Зина только покачала головой. Легко сказать. Даже этого приработка демонстратора пластических поз не хватит, чтобы одеваться хорошо. Ну поднакопит снова талоны, матерьяльчик ещё купит и сама сошьёт, наконец, что-нибудь, Только всё это будет довольно простенько. Где взять что-то достойное? Она не знаменитый художник. Доступа к дефициту нет. Конечно, можно намекнуть Водовозову, но Зина боялась, что такая помощь может обойтись ей очень дорого.

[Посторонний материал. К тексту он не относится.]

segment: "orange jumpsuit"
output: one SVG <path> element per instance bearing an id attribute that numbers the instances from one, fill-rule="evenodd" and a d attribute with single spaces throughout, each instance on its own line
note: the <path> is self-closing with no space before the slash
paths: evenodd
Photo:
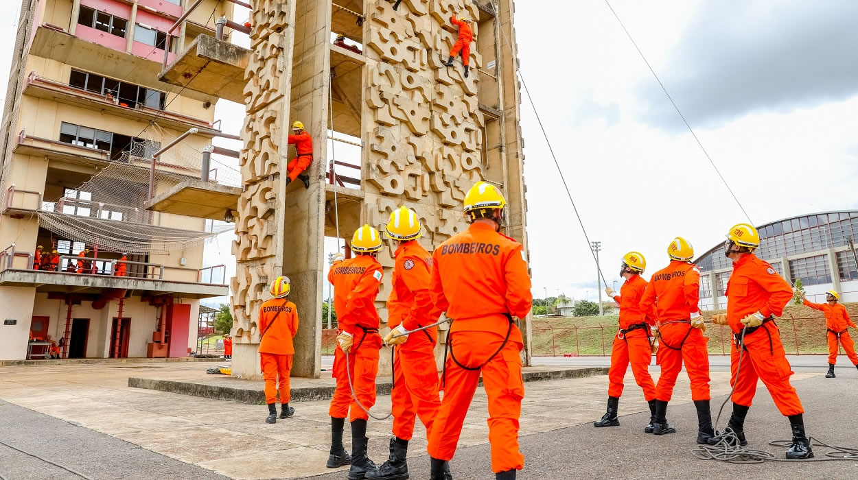
<path id="1" fill-rule="evenodd" d="M 313 161 L 313 141 L 310 134 L 303 131 L 300 135 L 289 135 L 289 145 L 295 145 L 295 158 L 286 165 L 289 178 L 293 181 L 304 172 Z"/>
<path id="2" fill-rule="evenodd" d="M 432 303 L 454 321 L 447 336 L 444 395 L 429 437 L 429 454 L 453 458 L 481 373 L 488 397 L 492 470 L 521 470 L 523 342 L 511 317 L 525 317 L 533 300 L 522 245 L 490 225 L 471 224 L 432 254 L 430 291 Z"/>
<path id="3" fill-rule="evenodd" d="M 387 326 L 399 325 L 414 330 L 438 321 L 441 312 L 429 295 L 432 256 L 419 242 L 402 243 L 394 256 L 392 290 L 387 300 Z M 438 393 L 438 366 L 435 364 L 435 344 L 438 327 L 408 335 L 404 344 L 396 347 L 393 361 L 393 435 L 411 440 L 414 418 L 420 417 L 426 428 L 426 438 L 432 421 L 441 407 Z"/>
<path id="4" fill-rule="evenodd" d="M 837 353 L 839 353 L 837 340 L 840 340 L 841 345 L 843 345 L 843 351 L 852 361 L 852 364 L 858 365 L 855 344 L 847 328 L 848 327 L 858 328 L 858 326 L 855 326 L 855 323 L 849 318 L 846 307 L 840 303 L 835 303 L 833 306 L 828 303 L 813 303 L 807 299 L 805 299 L 804 304 L 825 314 L 825 328 L 828 330 L 828 363 L 831 365 L 837 364 Z"/>
<path id="5" fill-rule="evenodd" d="M 329 414 L 335 418 L 349 416 L 349 422 L 369 418 L 352 398 L 348 375 L 352 376 L 358 400 L 367 410 L 375 405 L 378 350 L 382 345 L 375 299 L 384 275 L 378 261 L 372 255 L 360 255 L 335 261 L 328 273 L 328 281 L 334 284 L 334 309 L 340 331 L 353 335 L 353 340 L 347 363 L 339 342 L 334 352 L 333 376 L 336 379 L 336 389 Z"/>
<path id="6" fill-rule="evenodd" d="M 465 66 L 468 66 L 470 63 L 471 41 L 474 39 L 474 31 L 471 30 L 470 25 L 464 21 L 460 21 L 456 16 L 450 16 L 450 21 L 459 27 L 459 39 L 450 51 L 450 56 L 455 57 L 461 51 L 462 63 Z"/>
<path id="7" fill-rule="evenodd" d="M 286 298 L 272 298 L 264 302 L 259 307 L 259 332 L 262 335 L 259 363 L 265 379 L 265 403 L 277 403 L 277 381 L 280 380 L 280 403 L 287 404 L 292 399 L 289 372 L 292 370 L 292 356 L 295 353 L 292 338 L 298 333 L 298 309 L 295 304 Z"/>
<path id="8" fill-rule="evenodd" d="M 656 319 L 662 341 L 656 361 L 662 375 L 656 399 L 670 401 L 676 377 L 686 365 L 691 381 L 692 399 L 709 400 L 709 342 L 699 328 L 691 326 L 691 314 L 699 311 L 700 271 L 693 263 L 671 261 L 656 272 L 644 292 L 640 309 Z M 651 313 L 650 313 L 651 312 Z"/>
<path id="9" fill-rule="evenodd" d="M 611 349 L 611 369 L 607 372 L 610 384 L 607 387 L 609 397 L 619 398 L 623 394 L 623 377 L 631 363 L 631 374 L 635 381 L 644 389 L 646 401 L 656 398 L 656 384 L 652 381 L 648 367 L 652 360 L 652 347 L 650 345 L 650 326 L 646 314 L 640 309 L 640 300 L 644 297 L 647 282 L 640 275 L 634 275 L 619 287 L 619 295 L 613 297 L 619 303 L 619 329 L 613 338 Z M 625 332 L 630 327 L 633 329 Z"/>
<path id="10" fill-rule="evenodd" d="M 779 316 L 793 298 L 793 289 L 767 262 L 753 254 L 742 255 L 733 264 L 727 284 L 727 320 L 734 333 L 740 333 L 741 320 L 758 310 L 763 316 Z M 736 339 L 738 344 L 738 337 Z M 757 379 L 771 393 L 784 417 L 804 413 L 795 388 L 789 383 L 793 371 L 781 344 L 777 325 L 766 321 L 753 332 L 746 332 L 742 369 L 737 373 L 740 345 L 731 354 L 731 378 L 735 382 L 733 403 L 751 406 L 757 392 Z"/>

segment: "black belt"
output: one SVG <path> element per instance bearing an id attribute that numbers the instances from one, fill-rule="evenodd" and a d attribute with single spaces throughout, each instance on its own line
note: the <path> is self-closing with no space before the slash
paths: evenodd
<path id="1" fill-rule="evenodd" d="M 766 323 L 769 323 L 770 321 L 772 322 L 772 323 L 775 323 L 775 319 L 771 315 L 769 315 L 768 318 L 766 318 L 765 320 L 763 321 L 763 323 L 760 323 L 757 327 L 746 327 L 745 328 L 745 337 L 747 338 L 748 335 L 750 335 L 751 333 L 753 333 L 754 332 L 756 332 L 757 330 L 758 330 L 764 325 L 765 325 Z M 776 323 L 775 323 L 775 327 L 777 327 Z M 775 349 L 774 349 L 774 347 L 772 346 L 772 344 L 771 344 L 771 332 L 770 332 L 768 328 L 763 328 L 763 330 L 765 330 L 765 333 L 767 335 L 769 335 L 769 355 L 774 355 L 775 354 Z M 742 343 L 742 333 L 741 332 L 740 332 L 738 333 L 734 333 L 733 337 L 734 337 L 734 339 L 735 340 L 736 350 L 739 350 L 739 347 L 741 346 L 745 350 L 745 351 L 748 351 L 747 347 L 745 346 L 745 345 Z"/>

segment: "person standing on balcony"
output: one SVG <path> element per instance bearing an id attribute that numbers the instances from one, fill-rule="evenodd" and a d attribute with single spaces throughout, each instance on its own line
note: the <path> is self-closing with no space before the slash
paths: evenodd
<path id="1" fill-rule="evenodd" d="M 619 330 L 613 339 L 611 349 L 611 369 L 607 376 L 610 386 L 607 388 L 607 411 L 601 420 L 594 422 L 594 427 L 616 427 L 619 425 L 617 417 L 619 397 L 623 394 L 623 377 L 625 369 L 631 363 L 631 374 L 635 381 L 644 389 L 644 399 L 650 405 L 650 424 L 644 428 L 645 433 L 653 430 L 656 420 L 656 384 L 650 375 L 650 362 L 652 361 L 650 344 L 650 324 L 646 312 L 640 309 L 640 301 L 644 297 L 647 282 L 641 277 L 646 268 L 646 259 L 638 252 L 629 252 L 623 256 L 619 274 L 625 279 L 619 287 L 619 295 L 611 287 L 605 292 L 619 304 Z"/>
<path id="2" fill-rule="evenodd" d="M 81 253 L 77 254 L 77 256 L 78 256 L 78 260 L 77 260 L 77 273 L 82 273 L 83 270 L 87 269 L 86 268 L 86 261 L 84 261 L 83 259 L 86 258 L 87 255 L 89 255 L 89 249 L 83 249 L 82 250 L 81 250 Z M 69 263 L 71 263 L 71 262 L 69 261 Z M 87 270 L 88 270 L 88 269 L 87 269 Z"/>
<path id="3" fill-rule="evenodd" d="M 286 165 L 288 174 L 286 184 L 288 185 L 294 182 L 295 178 L 300 177 L 301 182 L 304 182 L 304 188 L 309 189 L 310 176 L 301 175 L 301 173 L 313 161 L 313 140 L 310 138 L 310 134 L 304 129 L 304 123 L 300 121 L 296 121 L 292 124 L 292 133 L 293 135 L 289 135 L 289 145 L 295 146 L 295 158 Z"/>

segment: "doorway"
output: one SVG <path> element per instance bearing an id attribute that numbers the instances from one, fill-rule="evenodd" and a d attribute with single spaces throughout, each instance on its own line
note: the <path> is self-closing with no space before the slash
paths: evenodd
<path id="1" fill-rule="evenodd" d="M 76 318 L 71 321 L 71 335 L 69 339 L 69 358 L 87 357 L 87 339 L 89 338 L 89 319 Z"/>
<path id="2" fill-rule="evenodd" d="M 110 357 L 127 358 L 128 357 L 128 339 L 131 332 L 131 319 L 123 318 L 122 323 L 119 319 L 113 317 L 113 322 L 110 329 Z M 118 337 L 117 334 L 118 333 Z M 118 355 L 117 354 L 117 345 L 118 345 Z"/>

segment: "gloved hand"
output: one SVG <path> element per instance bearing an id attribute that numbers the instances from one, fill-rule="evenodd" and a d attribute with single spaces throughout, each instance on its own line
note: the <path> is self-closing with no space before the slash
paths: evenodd
<path id="1" fill-rule="evenodd" d="M 746 327 L 752 328 L 754 327 L 759 327 L 760 325 L 763 325 L 764 320 L 765 320 L 765 317 L 763 316 L 763 314 L 757 312 L 755 314 L 751 314 L 748 316 L 743 318 L 742 323 L 744 323 Z"/>
<path id="2" fill-rule="evenodd" d="M 715 314 L 712 315 L 712 323 L 716 325 L 727 325 L 727 314 Z"/>
<path id="3" fill-rule="evenodd" d="M 348 353 L 352 350 L 352 344 L 354 342 L 354 338 L 343 332 L 336 336 L 336 341 L 340 343 L 340 348 L 342 351 Z"/>
<path id="4" fill-rule="evenodd" d="M 402 335 L 402 337 L 393 338 L 394 335 L 402 335 L 405 333 L 405 328 L 402 328 L 402 324 L 390 329 L 390 332 L 387 335 L 384 335 L 384 343 L 390 346 L 404 344 L 406 340 L 408 339 L 408 335 Z"/>

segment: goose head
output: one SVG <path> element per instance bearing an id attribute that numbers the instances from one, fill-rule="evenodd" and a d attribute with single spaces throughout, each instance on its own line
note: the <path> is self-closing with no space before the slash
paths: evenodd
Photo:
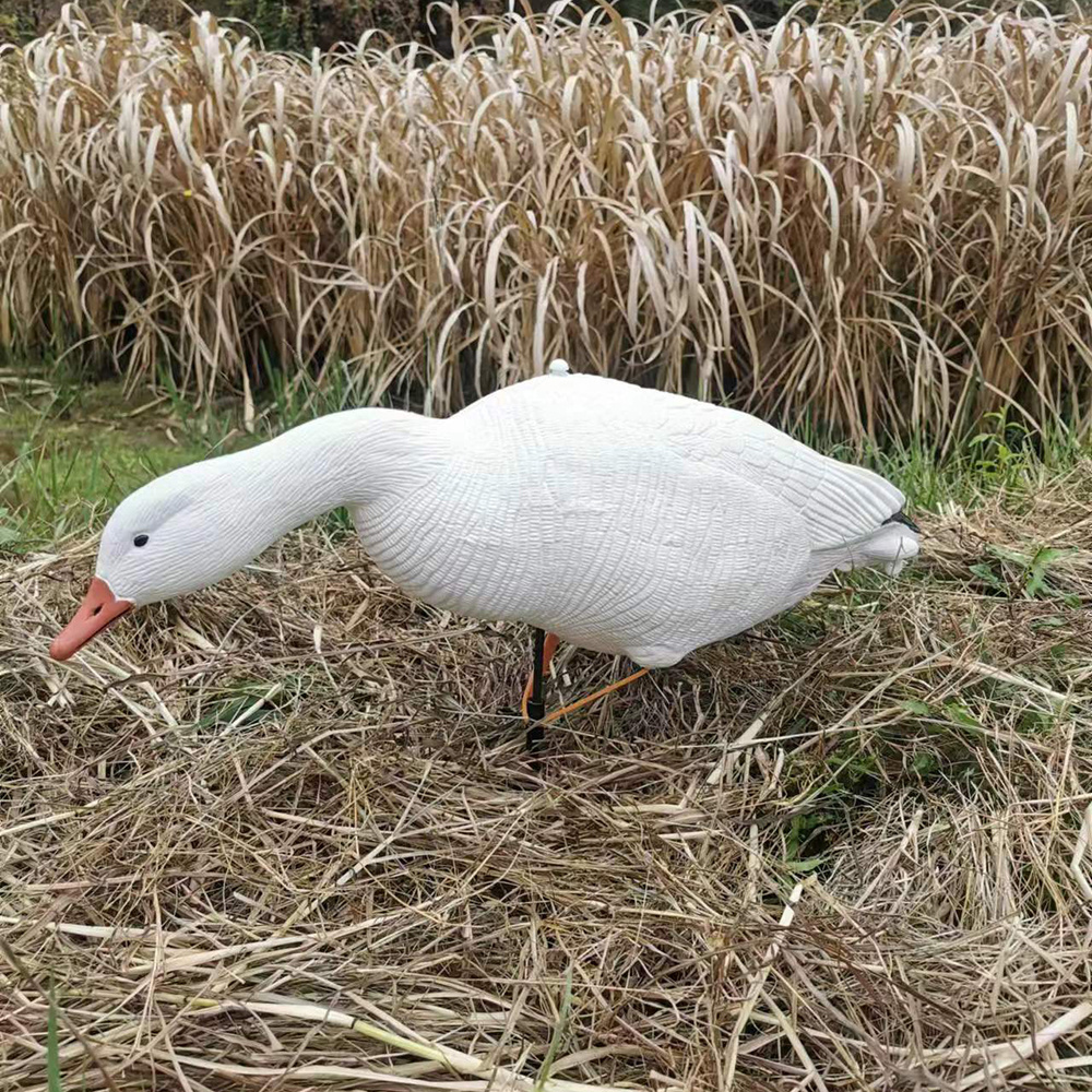
<path id="1" fill-rule="evenodd" d="M 253 490 L 217 465 L 229 459 L 173 471 L 118 505 L 87 594 L 49 646 L 54 660 L 68 660 L 134 607 L 207 587 L 261 551 Z"/>

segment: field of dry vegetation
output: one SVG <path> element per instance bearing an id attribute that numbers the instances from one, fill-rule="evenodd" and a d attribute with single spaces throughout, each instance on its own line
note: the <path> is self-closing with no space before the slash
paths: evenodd
<path id="1" fill-rule="evenodd" d="M 0 1092 L 1092 1087 L 1092 24 L 947 19 L 0 56 Z M 47 657 L 140 482 L 555 355 L 902 438 L 922 557 L 541 762 L 336 514 Z"/>
<path id="2" fill-rule="evenodd" d="M 853 436 L 1083 427 L 1089 27 L 951 17 L 484 20 L 422 69 L 67 9 L 0 60 L 0 342 L 197 397 L 348 360 L 443 412 L 560 355 Z"/>

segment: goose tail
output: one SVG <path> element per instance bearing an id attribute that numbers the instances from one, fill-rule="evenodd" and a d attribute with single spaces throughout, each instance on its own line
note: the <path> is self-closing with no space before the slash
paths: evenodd
<path id="1" fill-rule="evenodd" d="M 847 569 L 881 569 L 889 577 L 900 572 L 921 551 L 921 527 L 905 512 L 888 517 L 870 535 L 844 547 L 844 557 L 835 566 Z"/>

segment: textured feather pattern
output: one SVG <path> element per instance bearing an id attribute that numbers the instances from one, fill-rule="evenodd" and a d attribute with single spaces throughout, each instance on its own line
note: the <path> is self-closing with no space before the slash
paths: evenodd
<path id="1" fill-rule="evenodd" d="M 598 377 L 515 384 L 447 428 L 456 455 L 426 489 L 357 509 L 377 563 L 437 606 L 648 666 L 890 560 L 904 503 L 748 414 Z"/>
<path id="2" fill-rule="evenodd" d="M 877 475 L 748 414 L 555 367 L 446 420 L 348 411 L 175 471 L 118 507 L 96 574 L 134 604 L 186 594 L 341 505 L 427 603 L 650 667 L 835 569 L 917 553 Z"/>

А через месяц Водовозов закончил картину. Зине она понравилась. Девушка толкала тачку, в её позе читалось усилие, а оно подчёркивало, как это ни парадоксально, красоту крепкого, физически развитого, тела. И это было тело Зины, всё было от Зины, только брови не ухожены, не выщипаны. Ну может посчитал, что девушке с тачкой не до того. Зина получила свои деньги, за девять сеансов вышло больше месячной зарплаты и, прощаясь с художником, поинтересовалась нужна ли она ему для других картин. Тот ответил, слегка тушуясь, что да, нужна, но пока не знает, но, когда появится необходимость, он вызовет её телеграммой.
***
Время шло, менялись лица вокруг. Жгучего брюнета машиниста выписали. Даже знакомство не завязалось. Он смотрел на Зину, она порой бросала взгляд на него, но ни словом друг с другом они не обмолвились. Никто не решился начать первым, а может и не нужно ему ничего было, может, придумала всё Фима. Несостоявшийся кавалер исчез, осталась лишь рутина, повседневная тягучая, как оконная замазка, рутина. Больница, пациенты, градусники, процедуры, плоскогрудая ординаторша, вечно посматривающая на неё неприязненно и свысока. Зина даже стала догадываться почему. Молодая врачиха явно положила глаз на Квадрата Иваныча. «Вот есть же бабы, – рассуждала Зина, – ничего их не останавливает, ни семья, ни дети, ни возраст мужика. Лишь бы штаны болтались». А Квадрат Иваныч всё своё мужское внимание уделял Зине, даже больные стали замечать, как он нет-нет да похлопает Зину по плечу. Вроде бы по-отечески, но рука оставалась на Зинином халате дольше положенного и немного ниже, норовя добраться до разреза, из-под которого выпирала налитая соком молодости грудь. Зина даже пару раз открыто уворачивалась от подобных «дружеских» жестов, но Квадрат Иваныч не расстраивался и при каждом удобном случае продолжал вести осаду неприступной крепости по имени Зина Клещёва. По малейшему поводу вызывал её в свой кабинет, долго расспрашивал о всякой ерунде и, улучив минуту, когда они оказывались наедине, прижимал её. Зина чувствовала его плохо выбритую щетину, колкий ёжик волос, сопротивлялась, выскальзывала, но получалось не всегда. Начальник был настойчив и не шибко стеснялся. Слова особо не выбирал, был прямолинеен. Однажды, зажал её снова. Правая ладонь опять оказалась на Зинином плече и, выдыхая на Зину запах дешёвого табака, пыхтя как паровоз, пробежавший стометровку, заведующий прохрипел: «Зина, Зиночка, как я хочу попасть в твои клещи!» Зина извернулась и, оказавшись посередине кабинета, всё обратила в шутку: «А я в Ваши уже попала, Кондрат Иваныч. Три года назад!»